Unable to attract a quorum, Mayor Brandon Johnson has abandoned plans to interrupt the Chicago City Council’s summer recess to install Ald. Byron Sigcho-Lopez (25th) as Zoning Committee chair.

“We never meet in August. August has traditionally has been the month off for all of the City Council. I know many of my colleagues are traveling. I’m getting ready to go to a family reunion,” said Finance Committee Chair Pat Dowell (3rd).

“I’m not surprised that we’re not meeting in August. I would be surprised if we were.”

Ald. Anthony Beale (9th) said Johnson's inability to convince 26 aldermen to return in August could spell trouble for Sigcho-Lopez's prospect for getting confirmed.

“If people were supportive, they would come back.

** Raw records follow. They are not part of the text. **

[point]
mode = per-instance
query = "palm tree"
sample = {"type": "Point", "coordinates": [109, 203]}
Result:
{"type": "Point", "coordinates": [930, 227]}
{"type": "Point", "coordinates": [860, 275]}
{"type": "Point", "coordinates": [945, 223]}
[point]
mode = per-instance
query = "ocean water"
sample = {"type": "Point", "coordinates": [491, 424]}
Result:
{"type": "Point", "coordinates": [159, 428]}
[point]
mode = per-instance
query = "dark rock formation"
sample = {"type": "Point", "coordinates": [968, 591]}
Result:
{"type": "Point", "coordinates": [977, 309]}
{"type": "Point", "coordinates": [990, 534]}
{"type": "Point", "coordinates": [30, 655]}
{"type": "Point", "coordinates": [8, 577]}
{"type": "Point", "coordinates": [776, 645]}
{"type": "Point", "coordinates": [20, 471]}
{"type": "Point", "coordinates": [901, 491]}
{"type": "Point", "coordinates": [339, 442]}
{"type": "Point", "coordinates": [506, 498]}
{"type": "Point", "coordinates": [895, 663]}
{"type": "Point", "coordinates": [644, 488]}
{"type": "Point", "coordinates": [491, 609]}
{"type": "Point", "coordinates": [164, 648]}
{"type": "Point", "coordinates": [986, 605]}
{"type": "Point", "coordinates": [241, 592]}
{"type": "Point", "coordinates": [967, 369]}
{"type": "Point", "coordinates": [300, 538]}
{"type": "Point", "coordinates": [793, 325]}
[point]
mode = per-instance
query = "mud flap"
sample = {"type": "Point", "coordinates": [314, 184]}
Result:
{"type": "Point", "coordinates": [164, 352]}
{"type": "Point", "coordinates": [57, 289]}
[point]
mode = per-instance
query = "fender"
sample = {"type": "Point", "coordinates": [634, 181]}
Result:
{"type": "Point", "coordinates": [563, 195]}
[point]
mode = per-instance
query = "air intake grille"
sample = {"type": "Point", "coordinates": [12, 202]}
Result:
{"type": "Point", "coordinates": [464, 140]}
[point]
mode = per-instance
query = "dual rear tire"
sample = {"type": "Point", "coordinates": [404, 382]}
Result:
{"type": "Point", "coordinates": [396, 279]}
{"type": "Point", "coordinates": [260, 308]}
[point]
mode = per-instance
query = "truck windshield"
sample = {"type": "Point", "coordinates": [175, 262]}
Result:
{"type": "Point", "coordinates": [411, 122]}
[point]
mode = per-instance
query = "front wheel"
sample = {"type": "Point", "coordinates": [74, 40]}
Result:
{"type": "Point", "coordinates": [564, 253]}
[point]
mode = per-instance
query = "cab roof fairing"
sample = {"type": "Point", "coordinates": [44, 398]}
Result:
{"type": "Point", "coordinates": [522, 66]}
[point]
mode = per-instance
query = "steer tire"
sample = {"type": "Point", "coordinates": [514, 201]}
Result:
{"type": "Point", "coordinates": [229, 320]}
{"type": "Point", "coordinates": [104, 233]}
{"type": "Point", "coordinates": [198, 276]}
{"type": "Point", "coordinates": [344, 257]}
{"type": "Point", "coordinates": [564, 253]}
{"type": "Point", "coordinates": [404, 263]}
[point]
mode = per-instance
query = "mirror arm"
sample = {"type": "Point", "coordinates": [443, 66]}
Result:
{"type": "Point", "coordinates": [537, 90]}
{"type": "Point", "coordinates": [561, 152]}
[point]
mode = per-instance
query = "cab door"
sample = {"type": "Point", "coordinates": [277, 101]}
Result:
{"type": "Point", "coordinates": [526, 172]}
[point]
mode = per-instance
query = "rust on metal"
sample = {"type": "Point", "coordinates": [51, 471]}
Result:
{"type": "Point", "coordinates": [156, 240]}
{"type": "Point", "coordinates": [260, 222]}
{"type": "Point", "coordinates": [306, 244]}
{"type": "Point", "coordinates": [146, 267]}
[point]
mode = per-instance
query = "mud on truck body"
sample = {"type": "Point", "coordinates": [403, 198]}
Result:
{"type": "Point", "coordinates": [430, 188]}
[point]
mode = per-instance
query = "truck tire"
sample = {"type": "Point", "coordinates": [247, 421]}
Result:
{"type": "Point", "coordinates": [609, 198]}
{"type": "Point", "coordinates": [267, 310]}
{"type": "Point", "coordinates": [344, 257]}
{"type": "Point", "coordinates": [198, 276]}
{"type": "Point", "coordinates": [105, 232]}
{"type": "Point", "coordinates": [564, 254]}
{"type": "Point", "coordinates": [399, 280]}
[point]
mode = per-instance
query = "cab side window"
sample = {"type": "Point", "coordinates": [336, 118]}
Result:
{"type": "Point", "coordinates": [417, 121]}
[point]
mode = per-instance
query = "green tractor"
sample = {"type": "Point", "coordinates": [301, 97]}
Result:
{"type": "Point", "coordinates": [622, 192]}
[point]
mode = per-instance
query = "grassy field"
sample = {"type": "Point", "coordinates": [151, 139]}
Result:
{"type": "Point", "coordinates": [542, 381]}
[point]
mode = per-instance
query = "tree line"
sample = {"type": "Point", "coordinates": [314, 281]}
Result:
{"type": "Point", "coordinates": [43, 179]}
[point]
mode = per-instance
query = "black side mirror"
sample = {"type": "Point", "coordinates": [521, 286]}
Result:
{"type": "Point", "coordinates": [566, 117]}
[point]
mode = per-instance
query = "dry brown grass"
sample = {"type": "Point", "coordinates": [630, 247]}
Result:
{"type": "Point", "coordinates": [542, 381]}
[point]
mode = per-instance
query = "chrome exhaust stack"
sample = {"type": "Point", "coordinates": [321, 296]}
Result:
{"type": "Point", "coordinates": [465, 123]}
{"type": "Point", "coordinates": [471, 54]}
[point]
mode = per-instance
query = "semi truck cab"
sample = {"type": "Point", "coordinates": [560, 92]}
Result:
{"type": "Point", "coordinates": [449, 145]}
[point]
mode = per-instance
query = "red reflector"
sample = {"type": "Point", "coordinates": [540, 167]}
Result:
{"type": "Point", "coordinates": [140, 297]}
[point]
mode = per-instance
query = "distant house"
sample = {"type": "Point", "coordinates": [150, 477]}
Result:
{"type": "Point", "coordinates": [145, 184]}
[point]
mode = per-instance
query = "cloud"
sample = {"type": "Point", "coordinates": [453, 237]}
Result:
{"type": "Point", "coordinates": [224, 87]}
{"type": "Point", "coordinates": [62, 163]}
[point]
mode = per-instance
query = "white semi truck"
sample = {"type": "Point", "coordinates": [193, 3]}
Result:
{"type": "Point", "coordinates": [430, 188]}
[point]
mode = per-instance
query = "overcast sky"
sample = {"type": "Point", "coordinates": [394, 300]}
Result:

If you can’t get 26 to come back for something you want done, it means people are not supportive of the decision,” Beale said.

“You’ve got a business community that’s uneasy. ... This is someone who was standing in front of a sign that said, 'Boycott the DNC.' He claims he wasn’t there when an American flag was burned, but it was at your feet.”

Ald. Byron Sigcho-Lopez speaks during a rally outside City Hall in March after an American flag was burned to protest U.S. support for Israel.

Provided by Matthew Kaplan

Sigcho-Lopez said he’s disappointed by the delay, but he's confident he'll be confirmed at the September meeting.

“There will be a block of the 'New Vrdolyak 29' that is opposing anything and everything that we try to do. … That minority of the Council will continue with the tactics of the past. But I’m confident that the majority of the City Council will come together,” Sigcho-Lopez said.

“This is a small minority of special interests that have found in a small number of Council members an excuse to delay and disrupt. But, I am confident that a majority of the City Council understands the importance of advocating for working-class people and I think that, eventually, we’ll get it done.”

Sigcho-Lopez accused Southwest Side Ald. Marty Quinn (13th), who’s leading the charge against the mayor's choice, of “carrying the water for his political boss, Michael Madigan." “Instead of trying to continue to create chaos in the city, they should be worried about the charges that are pressing upon them,” Sigcho-Lopez said of the sweeping federal corruption charges pending against Madigan, former Illinois House speaker.

Quinn, who could not be reached for comment, has branded Sigcho-Lopez a “voice of conflict” and raised concern that Sigcho-Lopez will ram through an accessory dwelling unit ordinance allowing units "that aren’t owner-occupied. Investors, two-houses-per-block-per-year. No aldermanic oversight.”

Mayor Brandon Johnson (right) and Ald. Byron Sigcho-Lopez during a May 2023 visit to the 12th Police District station station, 1412 S. Blue Island Ave., where they met with migrants staying at the station.

Anthony Vazquez/Sun-Times file photo

Sigcho-Lopez vowed to push through an accessory dwelling unit ordinance this fall before the start of what is certain to be a difficult budget season over Quinn’s strenuous objections.

“We are talking about transparent public policy that works for the majority of the city of Chicago and not for corrupt politicians with a habit and track record of shaking down small businesses and residents,” Sigcho-Lopez said.

Last month, Johnson spared himself what would have been an embarrassing defeat by calling off the confirmation vote for Sigcho-Lopez, a progressive firebrand who survived an effort to remove him as Housing Committee chair for appearing at a City Hall rally after an American flag was burned to protest U.S. support for Israel.

It happened after the business community’s staunchest Council supporters insisted 34 voters were needed to suspend the rules to consider a mini-reorganization that had not first been approved by the Rules Committee.

At the time, Johnson described Sigcho-Lopez as “someone who believes housing is a human right” and that economic development should be “focused in the neighborhoods for people who have been harmed the most.”